Over time, mathematics has become one of the last bastions still resisting AI. As “artificial intelligence has succeeded in replacing humans in games such as chess and Go, mastery of mathematics seems to be one of the main hurdles to overcome,” believes Vincent Corruble.
But “without significant new developments in the way large language models are designed, they won’t be able to do math because they don’t think,” says Tom Lenaerts.
The spectrum of artificial general intelligence
Hence the doubts expressed by experts interviewed by France 24 about rumors of Q* and its AI capable of mathematical reasoning. “A language model is a machine that works on the basis of probability and does not take into account the notions of ‘true’ or ‘false’ which are central to mathematics,” explains Nicolas Sabouret.
If a large language model manages to cross this threshold, “it would be quite a theoretical breakthrough,” Andrew Rogoyski, an artificial intelligence expert at the University of Surrey, assures the Guardian.
“Reuters” and “The Information”, both of which cite the existence of the letter, confirm that the authors of the letter find Q*’s ability “disturbing”. Indeed, the ability to do math would bring the algorithm closer to “artificial general intelligence,” Reuters writes.
This concept of super-AI refers to “artificial intelligence that would be able to solve any problem,” explains Nicolas Sabouret. It is also “a comparison of a machine with a human being,” adds Vincent Corruble. In other words, every time these algorithms encroach on what has until now been humanity’s personal territory, the specter of AGI becomes a little clearer.

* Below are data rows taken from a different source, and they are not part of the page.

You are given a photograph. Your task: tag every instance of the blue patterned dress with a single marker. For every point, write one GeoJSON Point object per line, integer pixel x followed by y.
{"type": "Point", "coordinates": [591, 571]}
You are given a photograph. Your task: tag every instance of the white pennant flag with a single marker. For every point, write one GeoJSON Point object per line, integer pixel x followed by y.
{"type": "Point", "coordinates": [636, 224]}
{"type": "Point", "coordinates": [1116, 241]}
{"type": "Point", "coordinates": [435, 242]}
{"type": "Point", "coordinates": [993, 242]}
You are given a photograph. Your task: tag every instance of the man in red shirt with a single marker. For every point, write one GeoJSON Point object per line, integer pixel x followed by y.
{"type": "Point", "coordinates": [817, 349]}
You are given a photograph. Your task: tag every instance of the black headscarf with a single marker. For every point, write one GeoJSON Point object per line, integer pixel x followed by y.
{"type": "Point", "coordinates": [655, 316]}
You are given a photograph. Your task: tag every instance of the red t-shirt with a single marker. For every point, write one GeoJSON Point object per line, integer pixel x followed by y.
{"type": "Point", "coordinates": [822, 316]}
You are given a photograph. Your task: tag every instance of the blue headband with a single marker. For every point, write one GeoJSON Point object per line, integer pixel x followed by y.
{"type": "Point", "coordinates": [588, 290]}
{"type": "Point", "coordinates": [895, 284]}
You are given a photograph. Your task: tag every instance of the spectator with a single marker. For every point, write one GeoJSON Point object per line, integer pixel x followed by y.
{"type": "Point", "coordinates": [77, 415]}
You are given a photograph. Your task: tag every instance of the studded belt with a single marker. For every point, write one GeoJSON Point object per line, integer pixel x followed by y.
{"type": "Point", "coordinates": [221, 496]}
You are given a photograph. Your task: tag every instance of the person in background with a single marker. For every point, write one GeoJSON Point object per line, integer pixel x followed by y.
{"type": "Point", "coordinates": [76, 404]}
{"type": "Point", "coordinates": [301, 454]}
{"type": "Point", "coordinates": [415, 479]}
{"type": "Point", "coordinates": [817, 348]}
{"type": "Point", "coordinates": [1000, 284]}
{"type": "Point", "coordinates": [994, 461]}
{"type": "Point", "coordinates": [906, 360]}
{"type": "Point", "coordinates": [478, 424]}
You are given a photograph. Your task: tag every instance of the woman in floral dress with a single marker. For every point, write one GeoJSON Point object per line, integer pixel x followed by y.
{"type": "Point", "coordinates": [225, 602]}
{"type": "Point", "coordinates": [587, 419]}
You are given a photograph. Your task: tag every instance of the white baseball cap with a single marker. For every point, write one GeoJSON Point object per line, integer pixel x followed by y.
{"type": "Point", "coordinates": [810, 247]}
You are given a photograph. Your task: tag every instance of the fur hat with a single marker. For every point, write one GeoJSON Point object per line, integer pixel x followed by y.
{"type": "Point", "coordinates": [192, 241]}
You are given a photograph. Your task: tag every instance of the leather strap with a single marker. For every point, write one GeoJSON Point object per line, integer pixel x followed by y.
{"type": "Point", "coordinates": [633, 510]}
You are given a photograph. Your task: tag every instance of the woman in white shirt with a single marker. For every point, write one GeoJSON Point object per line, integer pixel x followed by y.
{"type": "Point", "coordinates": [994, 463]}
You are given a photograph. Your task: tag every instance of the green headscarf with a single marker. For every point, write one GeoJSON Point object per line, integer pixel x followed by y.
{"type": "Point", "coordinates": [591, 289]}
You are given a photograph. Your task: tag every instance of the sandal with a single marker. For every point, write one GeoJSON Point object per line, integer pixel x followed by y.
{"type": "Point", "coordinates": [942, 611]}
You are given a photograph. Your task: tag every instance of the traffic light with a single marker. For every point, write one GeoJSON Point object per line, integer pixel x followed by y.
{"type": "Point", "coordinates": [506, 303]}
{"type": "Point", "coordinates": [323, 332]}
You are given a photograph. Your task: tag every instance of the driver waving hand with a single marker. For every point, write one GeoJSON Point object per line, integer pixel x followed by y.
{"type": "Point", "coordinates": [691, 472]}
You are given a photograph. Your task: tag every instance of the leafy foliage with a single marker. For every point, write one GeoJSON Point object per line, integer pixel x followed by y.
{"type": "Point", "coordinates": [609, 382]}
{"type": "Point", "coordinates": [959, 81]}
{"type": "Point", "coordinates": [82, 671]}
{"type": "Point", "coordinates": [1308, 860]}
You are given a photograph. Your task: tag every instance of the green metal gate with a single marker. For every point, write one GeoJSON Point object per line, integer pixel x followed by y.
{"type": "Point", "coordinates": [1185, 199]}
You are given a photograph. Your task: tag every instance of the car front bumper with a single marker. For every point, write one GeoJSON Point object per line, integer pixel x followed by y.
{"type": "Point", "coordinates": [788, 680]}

In this sense, “knowing how to manipulate mathematical reasoning would really be a step towards general artificial intelligence,” affirms Tom Lenaerts. Enough to give some people a cold sweat, especially within OpenIA. Sam Altman’s company defines this “superintelligence” as “an autonomous system with the ability to outperform humans in almost all economically useful tasks.”
But for Nicolas Sabouret, we are still a long way from that. Even if AI could count, “that would not give it more autonomy or make it more dangerous,” and therefore would not be able to replace humans.